In a previous edition of Daily Halacha, we saw that if two people ate bread together, and a third person joined them after they had completed their meal, the three of them can make a Zimun if several conditions are met. Specifically, the first two must not have washed Mayim Aharonim or said, “Hab Lan Nibrich”; they must be willing to delay Birkat Hamazon until the third person finishes eating; and they must have enough room for some more food if it were served.

What must the third person eat to allow for a Zimun? Must he eat bread, or does it suffice for him to eat other foods?

In general, there is a debate among the Rishonim (Medieval Halachic scholars) as to which foods the third person must have eaten to require a Zimun if the other two ate bread. Some Rishonim maintain that the third person must have eaten either bread or Mezonot food, which resembles bread. (If a person eats a very large quantity of Mezonot food, he is required to recite Birkat Hamazon, and it thus resembles bread.) Others, however, maintain that he may eat even other foods. As for the final Halacha, Rabbi Moshe Halevi (Israel, 1961-2001) writes in Birkat Hashem that it is preferable for all three people to eat bread, but if the third person ate other foods, or even drank something other than water, they have an obligation of Zimun. However, he adds, this applies only if the three ate together and they must now determine whether they must recite a Zimun. But in the case described earlier, where two people ate together and were joined by a third person after they finished eating, they should not allow the third person to join them unless he will be eating bread or Mezonot. If he eats other foods, they are putting themselves in a situation of Safek (Halachic uncertainty), and they should therefore avoid this situation by insisting that the third person join them only if he will eat bread or Mezonot food. This is different from a case where three people happened to eat together and must now determine whether to recite a Zimun, as there they did not from the outset knowingly create a situation of Halachic doubt. In the case of a third person who joins two people, he should be allowed to join only if he will eat foods that will require them to recite a Zimun according to all opinions. Rabbi Moshe Halevi notes that this is the view of the Hida (Rav Haim Yosef David Azulai, 1724-1806), in his Haim Sha’al, and of the Kaf Ha’haim (197:21).

Hacham Ovadia Yosef, however, disagrees. In his work Yehaveh Da’at (4:13, p. 66), he writes that this situation is not actually one of Safek, and therefore the third person may join the first two even if he will not be eating bread or Mezonot food. As long as the aforementioned conditions are met, the third person may join the first two and eat something, and they then recite a Zimun before Birkat Hamazon.

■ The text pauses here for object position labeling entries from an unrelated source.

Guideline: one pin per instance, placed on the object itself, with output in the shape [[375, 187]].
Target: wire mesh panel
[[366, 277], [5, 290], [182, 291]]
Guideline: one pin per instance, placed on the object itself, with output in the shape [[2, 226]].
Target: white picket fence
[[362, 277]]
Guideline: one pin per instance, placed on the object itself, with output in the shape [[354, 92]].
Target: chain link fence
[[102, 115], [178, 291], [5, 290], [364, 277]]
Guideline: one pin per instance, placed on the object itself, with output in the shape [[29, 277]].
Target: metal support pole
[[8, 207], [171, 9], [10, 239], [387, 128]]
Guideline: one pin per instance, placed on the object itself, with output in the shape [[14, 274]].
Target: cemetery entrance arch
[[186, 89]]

Summary: If three people ate together, two of whom ate bread while the third ate other foods, they must recite a Zimun, though it is preferable for the third to also eat bread or Mezonot food so they may recite a Zimun according to all views. If two people ate together and before they washed Mayim Aharonim or expressed their intent to recite Birkat Hamazon they were joined by a third, the third may join them and make a Zimun even if he eats foods other than bread or Mezonot food.